Monday, November 27, 2023

The Content Generation

Why you should embrace generative AI, and why you should resist it.


The boardroom soap opera of the past week seemed an appropriate punctuation to a year in which generative artificial intelligence went from esoteric CompSci topic to something we all needed to be concerned about.  Like a handful of pebbles thrown into a pond, the launch of ChatGPT, barely a year ago, created ripples which continue to expand and overlap. “Knowledge workers,” who for years looked on complacently as digital automation put checkout clerks and assembly line workers and travel agents out of a job, suddenly confronted a future in which they too could be replaced by machines. CFOs salivated over OPEX savings that would come from swapping out messy, inefficient humans with computers. Luddites and other contrarians split semantic hairs, chortling over ChatGPT’s mistakes, and arguing that these models were no closer to “general intelligence” than your smartphone’s auto-fill function. Money poured in. The rest of us kept ourselves entertained asking ChatGPT to write poems and break up with our boyfriends.

I come neither to bury GenAI nor to praise it.  Like any technology, GenAI is neither inherently evil nor inherently good. Scoffing at it or ignoring it won't make it go away. Deifying it, despite OpenAI’s lofty mission statement, will not bring about the betterment of humanity.

Granted, there is a lot to worry about.  I won’t even touch the hypothesis that a paperclip-maximizing AI will wind up annihilating humanity. The doomers may be right in the end, but humans seem to be perfectly capable of coming up with ways to annihilate themselves without the aid of a large language model. I do worry about the stuff that GenAI models make up as they respond to a prompt. The term “hallucinations” -- evoking dreams and psychedelia -- is deceptively benign; “lies” is more appropriate.
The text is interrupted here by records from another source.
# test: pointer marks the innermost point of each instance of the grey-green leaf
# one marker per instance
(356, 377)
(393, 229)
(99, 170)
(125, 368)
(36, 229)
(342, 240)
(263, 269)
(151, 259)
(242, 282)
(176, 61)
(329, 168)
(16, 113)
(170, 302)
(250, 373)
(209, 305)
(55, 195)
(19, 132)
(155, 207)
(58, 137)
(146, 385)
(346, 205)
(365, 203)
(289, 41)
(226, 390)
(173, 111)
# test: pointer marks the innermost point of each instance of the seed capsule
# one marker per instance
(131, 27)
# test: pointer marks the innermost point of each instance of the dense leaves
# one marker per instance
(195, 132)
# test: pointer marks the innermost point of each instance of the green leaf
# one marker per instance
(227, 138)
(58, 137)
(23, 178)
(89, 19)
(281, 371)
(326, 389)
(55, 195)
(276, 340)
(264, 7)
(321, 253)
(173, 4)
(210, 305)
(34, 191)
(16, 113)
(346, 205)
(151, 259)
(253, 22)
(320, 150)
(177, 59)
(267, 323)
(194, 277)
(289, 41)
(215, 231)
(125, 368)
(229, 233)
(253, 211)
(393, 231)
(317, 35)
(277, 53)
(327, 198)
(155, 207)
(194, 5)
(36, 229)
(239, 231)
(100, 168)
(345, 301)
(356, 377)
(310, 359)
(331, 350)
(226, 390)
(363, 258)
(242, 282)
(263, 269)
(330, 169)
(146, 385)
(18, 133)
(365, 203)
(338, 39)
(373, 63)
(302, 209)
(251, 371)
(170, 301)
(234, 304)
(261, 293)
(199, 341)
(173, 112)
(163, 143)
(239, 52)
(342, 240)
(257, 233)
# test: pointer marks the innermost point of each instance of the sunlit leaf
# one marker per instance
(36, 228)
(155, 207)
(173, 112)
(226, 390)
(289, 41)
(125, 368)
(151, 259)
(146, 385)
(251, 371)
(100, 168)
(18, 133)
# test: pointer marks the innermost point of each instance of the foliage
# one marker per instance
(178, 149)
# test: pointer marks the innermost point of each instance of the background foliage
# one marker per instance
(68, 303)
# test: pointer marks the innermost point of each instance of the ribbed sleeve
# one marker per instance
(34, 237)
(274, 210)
In 2024, citizens of many countries including the US will elect their next leaders amidst a swamp of artificial words and images indistinguishable from real ones, and I think we’re in for some seriously ugly scenes. 

And yet, retreating to our pencil-and-paper sanctuaries and refusing to engage isn't a good answer. Your job will (or already does) involve interacting with AI at some level. GenAI models will make your life easier, especially by automating certain repetitive tasks. Working alongside a GenAI, if you do so skillfully, will liberate you from a whole lot of drudgery – think writing meeting minutes, summarizing long documents, cleaning out emails, etc. Rather than doing your job for you, GenAI can actually enhance the work that you’re doing. To paraphrase medical futurist Bertalan Meskó: professionals will not be replaced by GenAI, but professionals who know how to use GenAI will replace those who don’t.

Amid all the chatter, I think it’s beneficial to consider a question that I don’t hear very often when generative AI is discussed: What do humans lose when they stop writing? What happens to them when they no longer devote time and energy to the practice of composition, when they delegate that activity to a machine? 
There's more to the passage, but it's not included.